WarrantTreating it as a private market in this domain is unstable.
ImpactThe state will end up controlling it after a crisis; doing it earlier is cheaper.
Attack this
Con will say state control of strategic tech (e.g., semiconductors) has had mixed results.
VS
Con
Government control of AI substitutes one set of failure modes for a worse set.
CON 1 Technical depth
ClaimStates consistently lag the field they regulate by years.
WarrantHiring, agility, and bureaucratic structure are all wrong for fast-moving capability work.
ImpactYou replace fast private failures with slow, locked-in public ones.
Attack this
Pro will say regulation does not require the regulator to be a frontier lab.
CON 2 Political capture
ClaimA politicized AI sector becomes a tool of whichever party holds it.
WarrantThe same instruments that protect users get repurposed against rivals.
ImpactThe risk you fear from private actors is worse with state control.
Attack this
Pro will say constitutional limits and judicial review handle this.
Sample round · flowed with judge notes
Pro · openingStrong open
AI is becoming infrastructure. Critical infrastructure under purely private control without democratic accountability is a known failure mode.
JudgeFrames the motion as accountability.
Con · responseBest turn
States lag the field they regulate by years. You trade fast private failures for slow public ones, and the politicized AI sector becomes a partisan instrument.
JudgeTwo-pronged attack.
Pro · rebuttalRecovers
Regulation does not require the regulator to be a frontier lab. Audit, disclosure, and compute oversight can sit at the state without the state needing to ship the model.

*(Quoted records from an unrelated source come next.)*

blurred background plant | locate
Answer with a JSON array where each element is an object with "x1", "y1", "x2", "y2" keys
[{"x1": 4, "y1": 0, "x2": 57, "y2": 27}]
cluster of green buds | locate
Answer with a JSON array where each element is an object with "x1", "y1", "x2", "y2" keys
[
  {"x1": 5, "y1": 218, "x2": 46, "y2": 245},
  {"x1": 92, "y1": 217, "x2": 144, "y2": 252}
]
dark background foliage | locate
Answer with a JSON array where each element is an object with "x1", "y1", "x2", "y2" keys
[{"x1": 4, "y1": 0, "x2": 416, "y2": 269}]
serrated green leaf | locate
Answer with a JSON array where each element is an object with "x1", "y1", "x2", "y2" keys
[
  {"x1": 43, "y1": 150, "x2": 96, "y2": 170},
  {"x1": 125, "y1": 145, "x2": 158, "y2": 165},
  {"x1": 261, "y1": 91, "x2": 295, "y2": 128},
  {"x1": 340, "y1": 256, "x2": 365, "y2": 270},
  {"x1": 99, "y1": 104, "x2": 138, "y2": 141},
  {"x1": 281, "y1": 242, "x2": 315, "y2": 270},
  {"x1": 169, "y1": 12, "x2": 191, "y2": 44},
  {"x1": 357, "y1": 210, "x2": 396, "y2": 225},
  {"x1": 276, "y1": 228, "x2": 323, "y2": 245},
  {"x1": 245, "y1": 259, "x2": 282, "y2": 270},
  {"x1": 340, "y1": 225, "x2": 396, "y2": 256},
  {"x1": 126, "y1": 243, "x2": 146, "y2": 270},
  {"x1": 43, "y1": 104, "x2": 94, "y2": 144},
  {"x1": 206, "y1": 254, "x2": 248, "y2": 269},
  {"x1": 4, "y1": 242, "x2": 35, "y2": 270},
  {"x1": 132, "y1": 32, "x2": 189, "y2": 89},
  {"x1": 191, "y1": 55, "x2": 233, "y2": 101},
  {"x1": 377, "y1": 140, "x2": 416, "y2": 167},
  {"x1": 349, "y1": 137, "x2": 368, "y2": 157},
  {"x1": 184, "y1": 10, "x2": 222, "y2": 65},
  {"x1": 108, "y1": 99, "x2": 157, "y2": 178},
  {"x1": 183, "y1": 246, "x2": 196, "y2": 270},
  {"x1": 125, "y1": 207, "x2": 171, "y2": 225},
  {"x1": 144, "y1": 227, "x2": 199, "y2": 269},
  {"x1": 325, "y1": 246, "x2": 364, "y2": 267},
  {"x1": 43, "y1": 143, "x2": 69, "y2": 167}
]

JudgeDisaggregates governance from operations.
Con · weighingBurden
You just redefined "control" as "regulate." The motion says control. Take Pro's actual mechanism and the round becomes a much narrower regulatory debate.
JudgeBurden frame.
Judge ballot
Con wins
Narrow margin
Reason for decision
Pro's structural case is strong but their mechanism collapses control into regulation under cross. Con holds the burden line.
Key clash
Does "control" mean ownership or oversight.
Pro · feedback
Pick one mechanism and defend it. Oversight and operation are different motions.
Con · feedback
Strong burden play. The technical-depth point was less load-bearing than you treated it.
One drill before the rematch
Argue Pro on a narrower motion: the government should run a public compute utility for civic AI.